Abstract

Objectives This paper attempts to provide critical perspectives on common in vitro research methodologies, including shear bond testing, wear testing, and load-to-failure tests. Origins of interest in high-quality laboratory data is reviewed, in vitro data is categorized into property and simulation protocols, and two approaches are suggested for establishing clinical validity. It is hoped that these insights will encourage further progress toward development of in vitro tests that are validated against clinical performance and/or by producing clinically validated failure or damage mechanisms. Materials and methods Published shear and tensile bond data (macro and micro) is examined in light of published finite element analyses (FEA). This data is subjected to a Weibull scaling analysis to ascertain whether scaling is consistent with failure from the bonded interface or not. Wear tests results are presented in light of the damage mechanism(s) operating. Quantitative wear data is re-examined as being dependent upon contact pressure. Load-to-failure test results are re-analyzed by calculating contact stresses at failure for 119 tests from 54 publications over more than 25 years. Results FEA analyses and reported failure modes (adhesive, mixed, cohesive) are consistent with failure not involving interfacial “shear stresses” as calculated in published work.
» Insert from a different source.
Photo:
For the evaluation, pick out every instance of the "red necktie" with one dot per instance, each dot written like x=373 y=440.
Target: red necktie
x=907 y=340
Weibull scaling clearly suggests failure involving external surfaces of specimens, not interfacial origins. Contact stresses (pressures) are clearly an important variable in wear testing and are not well-controlled in published work. Load-to-failure tests create damage not seen clinically due to excessively high contact stresses. Most contact stresses in the 119 tests examined were calculated to be between 1000 MPa and 5000 MPa, whereas clinical contact stresses at wear facets have been measured not to exceed 40 MPa. Conclusions Our community can do a much better job of designing in vitro tests that more closely simulate clinical conditions, especially when contact is involved. Journals are encouraged to thoughtfully consider a ban on publishing papers using bond tests and load-to-failure methods that are seriously flawed and have no clinical relevance.